Schiavoni, a 2001 OU alumnus, began his campaign nearly a year ago and has spent every day in a different part of Ohio. He said his sights are set on college campuses in the upcoming months. He said he is planning on going to Ohio State University, Kenyon University, Oberlin College and — of course — his alma mater.
“Young people are the key to this next election,” he said. “As I travel the state, young people want to be involved in this next election because they know it’s important.”
Schiavoni said he will participate in OU’s homecoming parade Oct. 7, but, as of press time, he does not know if he will hold any other events.
Although he will be walking with them in the parade, OU College Democrats has not yet endorsed a candidate and will not until the spring primary.
“We’re really excited about that,” OU College Democrats President Ashley Fishwick said of Schiavoni coming to Athens. “It’s good to see a candidate who’s really engaged with students.”
At 37 years old, Schiavoni is the youngest governor candidate. He said this gives him an advantage when it comes to garnering college students’ votes.
“I understand the concerns (of students),” he said. “I understand we need to give young people incentives to stay and build their lives here.”
Schiavoni said he will establish fellowships to get young people involved in his campaign.
Schiavoni said a main focus of his campaign is advocating for the alleviation of student debt. He will roll out a bill next week to assist in financing homes for first-time buyers with student debt.
“We want young people to stay and prosper in Ohio,” he said. “I’m somebody that is concerned about your future and keeping you in the state.
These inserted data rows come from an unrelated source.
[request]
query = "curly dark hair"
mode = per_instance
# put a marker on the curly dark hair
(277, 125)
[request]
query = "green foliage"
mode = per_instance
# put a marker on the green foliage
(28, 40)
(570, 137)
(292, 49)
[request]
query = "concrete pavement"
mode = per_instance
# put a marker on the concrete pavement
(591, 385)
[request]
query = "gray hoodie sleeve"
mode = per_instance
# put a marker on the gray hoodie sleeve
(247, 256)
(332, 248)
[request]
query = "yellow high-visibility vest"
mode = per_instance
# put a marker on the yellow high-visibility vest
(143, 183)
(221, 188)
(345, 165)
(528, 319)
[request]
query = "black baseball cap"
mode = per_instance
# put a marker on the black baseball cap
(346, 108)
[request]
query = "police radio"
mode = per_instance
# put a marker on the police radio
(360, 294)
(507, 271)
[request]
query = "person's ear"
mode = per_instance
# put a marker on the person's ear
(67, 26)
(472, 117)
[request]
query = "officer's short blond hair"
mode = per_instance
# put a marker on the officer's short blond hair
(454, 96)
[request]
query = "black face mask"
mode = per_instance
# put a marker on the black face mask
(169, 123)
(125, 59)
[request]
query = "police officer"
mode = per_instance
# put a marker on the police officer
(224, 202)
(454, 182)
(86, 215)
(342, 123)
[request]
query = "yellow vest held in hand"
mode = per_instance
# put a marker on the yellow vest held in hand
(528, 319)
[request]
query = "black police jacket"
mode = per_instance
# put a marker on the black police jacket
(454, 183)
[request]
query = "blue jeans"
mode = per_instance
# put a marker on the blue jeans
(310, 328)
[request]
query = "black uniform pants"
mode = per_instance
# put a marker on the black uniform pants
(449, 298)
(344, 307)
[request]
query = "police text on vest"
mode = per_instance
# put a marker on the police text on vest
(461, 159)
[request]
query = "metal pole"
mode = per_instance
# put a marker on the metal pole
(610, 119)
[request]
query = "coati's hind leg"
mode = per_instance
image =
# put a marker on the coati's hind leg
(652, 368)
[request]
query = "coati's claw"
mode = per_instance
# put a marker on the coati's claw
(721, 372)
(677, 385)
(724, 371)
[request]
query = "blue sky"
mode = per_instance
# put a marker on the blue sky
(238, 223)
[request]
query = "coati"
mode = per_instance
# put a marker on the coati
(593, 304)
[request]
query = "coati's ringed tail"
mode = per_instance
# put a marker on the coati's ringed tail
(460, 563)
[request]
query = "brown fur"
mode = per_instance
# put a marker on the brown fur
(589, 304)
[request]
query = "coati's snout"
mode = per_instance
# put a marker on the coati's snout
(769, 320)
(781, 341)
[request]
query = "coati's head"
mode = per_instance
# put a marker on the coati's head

I know we have to have incentive programs.”
Sam Miller, former president of the College Democrats, said she is interested in several candidates, and Schiavoni is one of them.
“Oftentimes in politics, we see older people pretending to understand the issues of young people,” she said. “He was a Bobcat. He wasn’t in college that long ago. He understands that college is really expensive and is trying to fix that. His youth really attracts college students to him.”